Oil on canvas signed lower left
Dimensions: H. 46 cm x W. 55 cm (with frame: H. 64.5 cm x W. 74 cm)
This work is described and reproduced in the catalog Raisonné
on Paul Désiré Trouillebert, by Claude Marumo, N° 0794, p.437

Paul-Désiré Trouillebert was born in Paris in 1829. In France, he was one of the best outdoor landscape painters of the 19th century, and undoubtedly the artist closest to Corot, with whom he forged a close relationship. Trouillebert's light, airy brushstrokes enabled him to play with transparencies; his palette, essentially composed of blues, greens and browns, had a very special tonality thanks to the ochre preparation that Trouillebert applied to his canvases and panels before painting, and which was like his second signature. Like Corot, he declared: “ I only work from nature, I don't accept studies copied in the studio ”.
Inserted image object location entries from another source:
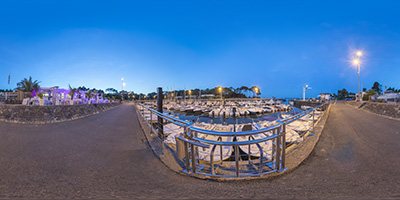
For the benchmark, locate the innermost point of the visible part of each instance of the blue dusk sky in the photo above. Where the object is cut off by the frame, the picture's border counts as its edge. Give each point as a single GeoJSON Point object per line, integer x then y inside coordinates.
{"type": "Point", "coordinates": [279, 46]}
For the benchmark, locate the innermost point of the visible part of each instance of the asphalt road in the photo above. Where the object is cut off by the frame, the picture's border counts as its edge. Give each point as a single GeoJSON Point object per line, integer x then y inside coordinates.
{"type": "Point", "coordinates": [105, 156]}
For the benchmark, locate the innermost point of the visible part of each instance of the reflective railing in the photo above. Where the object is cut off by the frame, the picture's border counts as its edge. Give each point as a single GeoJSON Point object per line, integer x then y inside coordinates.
{"type": "Point", "coordinates": [226, 153]}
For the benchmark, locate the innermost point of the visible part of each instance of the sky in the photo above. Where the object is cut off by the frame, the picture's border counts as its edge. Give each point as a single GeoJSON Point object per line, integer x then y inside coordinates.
{"type": "Point", "coordinates": [279, 46]}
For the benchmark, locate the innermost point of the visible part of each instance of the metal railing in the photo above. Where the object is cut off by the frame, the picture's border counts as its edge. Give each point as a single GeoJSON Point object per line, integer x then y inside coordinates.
{"type": "Point", "coordinates": [228, 154]}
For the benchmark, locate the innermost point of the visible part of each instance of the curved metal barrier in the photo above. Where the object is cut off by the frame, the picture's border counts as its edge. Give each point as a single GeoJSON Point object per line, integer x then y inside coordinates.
{"type": "Point", "coordinates": [228, 154]}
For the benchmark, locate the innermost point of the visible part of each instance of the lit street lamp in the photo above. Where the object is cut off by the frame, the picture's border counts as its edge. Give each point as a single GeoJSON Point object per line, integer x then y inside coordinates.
{"type": "Point", "coordinates": [304, 91]}
{"type": "Point", "coordinates": [220, 91]}
{"type": "Point", "coordinates": [123, 84]}
{"type": "Point", "coordinates": [256, 91]}
{"type": "Point", "coordinates": [357, 62]}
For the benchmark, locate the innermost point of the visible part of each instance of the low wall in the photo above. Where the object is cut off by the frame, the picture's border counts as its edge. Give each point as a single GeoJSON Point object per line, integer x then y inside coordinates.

Trouillebert is associated with the Barbizon school, and his style is clearly marked, easily recognizable by an expert. Trained by the academic portraitist Ernest Hébert, it was primarily for his portraits and nudes that Trouillebert was accepted at the Salon des Artistes Français in 1865, where he exhibited until 1884. He traveled all over France, but his subjects on the banks of the Loire and the Seine are indisputably the most sought-after. Indeed, it is in the execution of moving waters, animated skies and wind-swept birch trees that the artist excels.
In this painting, reproduced in the reference work, we find all the essential criteria that determine Trouillebert's most appreciated works. Without being a huge painting, this work is of good size, with a format perfectly suited to the composition. The subject is the one for which this artist is so highly regarded: the banks of the Loire, with a beautiful presence of water and a blue sky animated by moving clouds; the trees follow the slope of the bank to form a diagonal and a beautiful depth of field. Finally, this wonderful rural scene is subtly enlivened by a woman hauling up a bucket full of water from the banks of the river where two perfectly drawn boats are tied. And, as always in Trouillebert's successful works, we find the transparencies of the foliage in its infinite variety of greens, and the blue/gray-toned watercourse merging with the opposite bank where we see a building amidst the trees. In this Trouillebert, the proximity to Corot is obvious: the brushstroke is light and alert, and the rendering is vaporous. This is a magnificent work.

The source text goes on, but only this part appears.